# Fundamental Theorem of Calculus/Second Part

## Theorem

Let $f$ be a real function which is continuous on the closed interval $\closedint a b$.

Then:

$(1): \quad f$ has a primitive on $\closedint a b$
$(2): \quad$ If $F$ is any primitive of $f$ on $\closedint a b$, then:
$\displaystyle \int_a^b \map f t \rd t = \map F b - \map F a = \bigintlimits {\map F t} a b$

## Proof 1

Let $G$ be defined on $\left[{a \,.\,.\, b}\right]$ by:

$\displaystyle G \left({x}\right) = \int_a^x f \left({t}\right) \rd t$

We have:

$\displaystyle G \left({a}\right) = \int_a^a f \left({t}\right) \rd t = 0$ from Integral on Zero Interval
$\displaystyle G \left({b}\right) = \int_a^b f \left({t}\right) \rd t$ from the definition of $G$ above.

Therefore, we can compute:

 $\displaystyle \int_a^b f \left({t}\right) \rd t$ $=$ $\displaystyle \int_a^a f \left({t}\right) \rd t + \int_a^b f \left({t}\right) \rd t$ Sum of Integrals on Adjacent Intervals for Continuous Functions $\displaystyle$ $=$ $\displaystyle G \left({a}\right) + G \left({b}\right)$ From the definition of $G$ $\displaystyle$ $=$ $\displaystyle G \left({b}\right) - G \left({a}\right)$ $G \left({a}\right) = 0$

By the first part of the theorem, $G$ is a primitive of $f$ on $\left[{a \,.\,.\, b}\right]$.
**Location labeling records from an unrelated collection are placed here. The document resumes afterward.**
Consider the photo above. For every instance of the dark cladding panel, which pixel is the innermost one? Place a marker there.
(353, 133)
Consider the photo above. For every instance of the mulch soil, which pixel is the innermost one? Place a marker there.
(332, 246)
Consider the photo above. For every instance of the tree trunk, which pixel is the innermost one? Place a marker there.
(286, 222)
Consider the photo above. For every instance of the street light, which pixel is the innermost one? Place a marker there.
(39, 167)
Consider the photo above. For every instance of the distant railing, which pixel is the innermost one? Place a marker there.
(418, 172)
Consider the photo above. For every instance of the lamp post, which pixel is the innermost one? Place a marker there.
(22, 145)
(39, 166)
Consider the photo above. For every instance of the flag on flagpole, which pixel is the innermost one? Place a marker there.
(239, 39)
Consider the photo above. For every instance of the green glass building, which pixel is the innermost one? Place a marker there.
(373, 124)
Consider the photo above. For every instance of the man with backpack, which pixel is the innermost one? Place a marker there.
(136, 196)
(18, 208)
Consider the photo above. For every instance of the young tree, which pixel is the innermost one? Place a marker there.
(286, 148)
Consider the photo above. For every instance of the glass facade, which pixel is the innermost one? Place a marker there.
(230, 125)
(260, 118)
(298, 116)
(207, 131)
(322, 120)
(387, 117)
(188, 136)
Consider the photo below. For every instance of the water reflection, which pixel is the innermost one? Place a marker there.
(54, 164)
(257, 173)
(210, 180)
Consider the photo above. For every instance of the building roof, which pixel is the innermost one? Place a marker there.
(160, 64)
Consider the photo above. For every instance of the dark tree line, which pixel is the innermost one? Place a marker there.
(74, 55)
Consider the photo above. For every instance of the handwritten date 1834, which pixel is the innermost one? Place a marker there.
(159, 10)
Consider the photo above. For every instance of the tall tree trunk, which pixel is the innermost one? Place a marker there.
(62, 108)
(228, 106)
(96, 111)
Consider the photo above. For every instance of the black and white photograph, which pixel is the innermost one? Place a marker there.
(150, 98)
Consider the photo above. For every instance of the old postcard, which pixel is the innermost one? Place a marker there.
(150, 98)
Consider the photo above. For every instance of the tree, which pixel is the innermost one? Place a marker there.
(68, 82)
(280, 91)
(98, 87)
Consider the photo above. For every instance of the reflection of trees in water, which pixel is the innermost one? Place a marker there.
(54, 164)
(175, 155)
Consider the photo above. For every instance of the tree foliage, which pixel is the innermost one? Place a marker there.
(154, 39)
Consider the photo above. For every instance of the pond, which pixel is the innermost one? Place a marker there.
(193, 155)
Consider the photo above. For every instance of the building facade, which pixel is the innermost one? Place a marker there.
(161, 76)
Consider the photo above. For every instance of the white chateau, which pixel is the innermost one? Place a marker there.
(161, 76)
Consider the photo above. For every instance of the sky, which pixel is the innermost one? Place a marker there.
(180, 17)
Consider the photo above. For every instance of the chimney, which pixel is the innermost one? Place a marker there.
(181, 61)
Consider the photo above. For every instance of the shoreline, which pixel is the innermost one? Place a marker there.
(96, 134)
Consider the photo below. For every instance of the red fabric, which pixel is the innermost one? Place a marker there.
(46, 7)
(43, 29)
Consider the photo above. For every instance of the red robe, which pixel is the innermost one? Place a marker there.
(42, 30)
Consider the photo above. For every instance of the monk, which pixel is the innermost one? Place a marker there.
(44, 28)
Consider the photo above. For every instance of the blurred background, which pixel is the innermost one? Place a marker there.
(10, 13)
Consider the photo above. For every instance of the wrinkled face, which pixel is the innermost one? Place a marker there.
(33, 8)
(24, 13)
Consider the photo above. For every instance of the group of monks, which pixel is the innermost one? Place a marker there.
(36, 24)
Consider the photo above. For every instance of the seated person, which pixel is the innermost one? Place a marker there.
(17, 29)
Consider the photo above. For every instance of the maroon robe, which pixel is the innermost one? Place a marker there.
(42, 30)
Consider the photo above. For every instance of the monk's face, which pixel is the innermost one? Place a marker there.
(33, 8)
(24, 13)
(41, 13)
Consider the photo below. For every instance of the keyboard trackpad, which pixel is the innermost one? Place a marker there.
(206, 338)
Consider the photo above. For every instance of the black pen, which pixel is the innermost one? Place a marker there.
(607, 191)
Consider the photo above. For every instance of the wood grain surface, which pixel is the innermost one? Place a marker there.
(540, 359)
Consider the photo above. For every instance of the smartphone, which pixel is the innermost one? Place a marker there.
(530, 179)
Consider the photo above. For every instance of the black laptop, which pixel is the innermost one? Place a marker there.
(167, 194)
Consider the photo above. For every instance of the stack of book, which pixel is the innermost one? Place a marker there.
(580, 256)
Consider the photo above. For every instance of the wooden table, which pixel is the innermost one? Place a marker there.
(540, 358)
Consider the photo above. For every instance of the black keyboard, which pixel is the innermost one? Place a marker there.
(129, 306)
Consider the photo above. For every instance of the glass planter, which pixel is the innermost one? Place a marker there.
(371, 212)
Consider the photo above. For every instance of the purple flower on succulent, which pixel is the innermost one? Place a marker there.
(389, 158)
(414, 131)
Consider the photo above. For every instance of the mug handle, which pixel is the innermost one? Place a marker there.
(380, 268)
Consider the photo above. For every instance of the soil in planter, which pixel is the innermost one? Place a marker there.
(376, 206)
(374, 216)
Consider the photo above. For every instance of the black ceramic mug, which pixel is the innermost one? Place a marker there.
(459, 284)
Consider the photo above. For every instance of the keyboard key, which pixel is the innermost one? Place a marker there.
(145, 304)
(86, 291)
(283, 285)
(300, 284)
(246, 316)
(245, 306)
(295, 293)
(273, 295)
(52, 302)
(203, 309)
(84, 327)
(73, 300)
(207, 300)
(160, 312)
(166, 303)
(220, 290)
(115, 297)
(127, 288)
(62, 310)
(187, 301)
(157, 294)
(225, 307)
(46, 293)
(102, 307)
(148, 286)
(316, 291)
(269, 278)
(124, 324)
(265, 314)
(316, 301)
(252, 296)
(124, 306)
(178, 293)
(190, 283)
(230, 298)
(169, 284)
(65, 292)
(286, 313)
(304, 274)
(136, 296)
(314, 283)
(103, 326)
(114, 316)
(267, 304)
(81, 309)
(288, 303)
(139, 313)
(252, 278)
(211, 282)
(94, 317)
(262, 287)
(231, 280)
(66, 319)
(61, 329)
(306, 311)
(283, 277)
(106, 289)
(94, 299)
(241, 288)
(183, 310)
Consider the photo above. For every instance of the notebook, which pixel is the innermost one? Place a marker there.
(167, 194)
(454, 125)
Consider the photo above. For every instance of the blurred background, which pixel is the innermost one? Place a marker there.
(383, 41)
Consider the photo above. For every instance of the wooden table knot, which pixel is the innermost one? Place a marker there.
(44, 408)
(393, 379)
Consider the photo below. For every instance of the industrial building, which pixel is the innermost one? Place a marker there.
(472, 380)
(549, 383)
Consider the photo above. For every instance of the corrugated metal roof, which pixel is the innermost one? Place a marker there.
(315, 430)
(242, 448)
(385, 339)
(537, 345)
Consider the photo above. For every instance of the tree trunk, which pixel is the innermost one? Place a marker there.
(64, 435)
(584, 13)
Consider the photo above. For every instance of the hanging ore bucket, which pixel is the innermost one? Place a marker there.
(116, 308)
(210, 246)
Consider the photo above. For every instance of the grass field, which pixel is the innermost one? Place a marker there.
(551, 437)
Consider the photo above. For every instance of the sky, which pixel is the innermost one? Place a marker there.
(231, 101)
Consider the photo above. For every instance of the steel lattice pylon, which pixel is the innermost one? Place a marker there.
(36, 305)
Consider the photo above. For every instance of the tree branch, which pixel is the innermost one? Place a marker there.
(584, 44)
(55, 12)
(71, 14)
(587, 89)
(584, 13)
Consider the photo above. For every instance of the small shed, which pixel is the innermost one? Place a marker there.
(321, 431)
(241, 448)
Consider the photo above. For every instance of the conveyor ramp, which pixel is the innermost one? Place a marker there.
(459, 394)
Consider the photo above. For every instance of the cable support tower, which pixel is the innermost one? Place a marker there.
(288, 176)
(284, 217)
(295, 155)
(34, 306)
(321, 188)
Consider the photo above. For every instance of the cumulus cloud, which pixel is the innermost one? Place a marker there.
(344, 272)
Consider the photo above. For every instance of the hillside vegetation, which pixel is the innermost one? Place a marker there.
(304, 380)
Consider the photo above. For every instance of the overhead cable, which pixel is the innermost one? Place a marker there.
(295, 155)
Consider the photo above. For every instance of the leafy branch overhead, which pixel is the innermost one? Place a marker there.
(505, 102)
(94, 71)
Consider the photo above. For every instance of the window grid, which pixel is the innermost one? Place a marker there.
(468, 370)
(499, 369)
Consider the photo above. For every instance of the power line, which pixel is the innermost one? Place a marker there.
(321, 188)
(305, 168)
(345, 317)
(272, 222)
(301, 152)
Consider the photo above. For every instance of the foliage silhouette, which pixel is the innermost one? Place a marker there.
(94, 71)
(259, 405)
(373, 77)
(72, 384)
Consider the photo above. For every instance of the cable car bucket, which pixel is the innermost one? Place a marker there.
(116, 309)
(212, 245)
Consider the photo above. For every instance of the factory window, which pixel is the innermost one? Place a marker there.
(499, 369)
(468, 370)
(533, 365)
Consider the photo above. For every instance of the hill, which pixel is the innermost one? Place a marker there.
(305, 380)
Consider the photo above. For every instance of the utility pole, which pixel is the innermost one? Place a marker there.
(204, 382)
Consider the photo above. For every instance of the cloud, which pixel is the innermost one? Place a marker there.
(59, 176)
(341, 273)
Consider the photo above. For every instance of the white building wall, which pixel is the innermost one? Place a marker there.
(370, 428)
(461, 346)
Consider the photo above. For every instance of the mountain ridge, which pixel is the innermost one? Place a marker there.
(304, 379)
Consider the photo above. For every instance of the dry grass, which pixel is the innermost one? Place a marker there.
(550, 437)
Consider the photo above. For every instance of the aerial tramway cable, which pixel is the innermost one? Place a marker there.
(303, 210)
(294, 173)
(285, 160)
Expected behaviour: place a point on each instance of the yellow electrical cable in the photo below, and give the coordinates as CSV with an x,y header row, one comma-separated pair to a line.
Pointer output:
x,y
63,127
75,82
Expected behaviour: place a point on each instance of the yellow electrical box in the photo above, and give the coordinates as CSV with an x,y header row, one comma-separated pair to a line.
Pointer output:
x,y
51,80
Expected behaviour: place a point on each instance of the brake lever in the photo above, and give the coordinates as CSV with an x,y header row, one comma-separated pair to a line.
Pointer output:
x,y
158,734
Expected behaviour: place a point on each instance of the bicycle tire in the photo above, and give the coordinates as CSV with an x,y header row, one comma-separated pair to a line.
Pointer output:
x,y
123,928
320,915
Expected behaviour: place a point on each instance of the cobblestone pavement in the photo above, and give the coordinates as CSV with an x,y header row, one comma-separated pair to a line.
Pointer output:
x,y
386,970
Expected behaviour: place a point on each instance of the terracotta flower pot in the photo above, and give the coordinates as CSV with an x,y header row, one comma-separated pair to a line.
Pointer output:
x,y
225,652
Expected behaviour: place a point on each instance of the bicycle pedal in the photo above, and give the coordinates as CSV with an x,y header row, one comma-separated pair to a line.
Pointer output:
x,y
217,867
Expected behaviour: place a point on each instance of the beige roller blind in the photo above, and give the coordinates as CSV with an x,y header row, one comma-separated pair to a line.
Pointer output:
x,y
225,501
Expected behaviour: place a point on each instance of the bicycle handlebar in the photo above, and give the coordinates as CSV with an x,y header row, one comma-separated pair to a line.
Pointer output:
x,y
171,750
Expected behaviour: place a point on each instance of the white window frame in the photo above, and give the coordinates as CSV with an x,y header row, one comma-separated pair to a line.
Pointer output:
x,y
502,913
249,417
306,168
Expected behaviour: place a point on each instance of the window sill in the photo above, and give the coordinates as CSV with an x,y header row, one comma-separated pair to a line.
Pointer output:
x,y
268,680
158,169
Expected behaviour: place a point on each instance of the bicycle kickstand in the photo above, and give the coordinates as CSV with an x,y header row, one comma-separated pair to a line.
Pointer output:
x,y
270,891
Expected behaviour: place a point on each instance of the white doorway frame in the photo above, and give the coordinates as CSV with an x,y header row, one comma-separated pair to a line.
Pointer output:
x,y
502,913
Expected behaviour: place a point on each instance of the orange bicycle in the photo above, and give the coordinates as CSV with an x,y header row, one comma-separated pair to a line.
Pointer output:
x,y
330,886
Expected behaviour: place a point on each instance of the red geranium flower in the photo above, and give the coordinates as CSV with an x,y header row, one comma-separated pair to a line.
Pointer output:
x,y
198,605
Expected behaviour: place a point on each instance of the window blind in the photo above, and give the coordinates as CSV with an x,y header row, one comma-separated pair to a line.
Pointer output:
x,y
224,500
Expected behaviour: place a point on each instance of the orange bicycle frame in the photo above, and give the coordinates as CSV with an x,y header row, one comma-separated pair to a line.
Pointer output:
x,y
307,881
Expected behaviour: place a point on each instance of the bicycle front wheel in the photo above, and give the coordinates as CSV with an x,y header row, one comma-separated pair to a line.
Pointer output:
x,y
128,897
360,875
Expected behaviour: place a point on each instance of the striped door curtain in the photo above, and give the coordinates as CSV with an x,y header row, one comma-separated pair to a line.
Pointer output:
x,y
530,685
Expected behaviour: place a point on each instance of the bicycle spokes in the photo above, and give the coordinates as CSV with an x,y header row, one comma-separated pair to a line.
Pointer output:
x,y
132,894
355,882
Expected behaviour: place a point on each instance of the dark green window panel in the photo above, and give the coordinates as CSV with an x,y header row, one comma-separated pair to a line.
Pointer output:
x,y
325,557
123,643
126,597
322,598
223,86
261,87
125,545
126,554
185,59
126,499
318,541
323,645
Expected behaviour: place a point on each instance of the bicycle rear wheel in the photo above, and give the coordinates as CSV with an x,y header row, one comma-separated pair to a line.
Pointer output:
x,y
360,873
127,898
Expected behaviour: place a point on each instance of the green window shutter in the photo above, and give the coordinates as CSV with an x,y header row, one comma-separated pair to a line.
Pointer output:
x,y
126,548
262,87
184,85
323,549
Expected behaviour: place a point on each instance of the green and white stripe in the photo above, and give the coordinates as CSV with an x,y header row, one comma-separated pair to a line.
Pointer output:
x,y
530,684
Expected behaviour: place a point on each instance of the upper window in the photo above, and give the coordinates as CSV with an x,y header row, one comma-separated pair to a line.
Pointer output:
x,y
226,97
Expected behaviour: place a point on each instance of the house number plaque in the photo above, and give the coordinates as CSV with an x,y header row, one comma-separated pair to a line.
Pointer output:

By Primitives which Differ by Constant‎, we have that any primitive $F$ of $f$ on $\left[{a \,.\,.\, b}\right]$ satisfies $F \left({x}\right) = G \left({x}\right) + c$, where $c$ is a constant.

Thus we conclude:

 $\displaystyle \int_a^b f \left({t}\right) \rd t$ $=$ $\displaystyle \left({G \left({b}\right) + c}\right) - \left({G \left({a}\right) + c}\right)$ $\displaystyle$ $=$ $\displaystyle F \left({b}\right) - F \left({a}\right)$

$\blacksquare$

## Proof 2

As $f$ is continuous, by the first part of the theorem, it has a primitive. Call it $F$.

$\left[{a \,.\,.\, b}\right]$ can be divided into any number of closed subintervals of the form $\left[{x_{k-1} \,.\,.\, x_k}\right]$ where:

$a = x_0 < x_1 \cdots < x_{k-1} < x_k = b$

Fix such a finite subdivision of the interval $\left[{a \,.\,.\, b}\right]$; call it $P$.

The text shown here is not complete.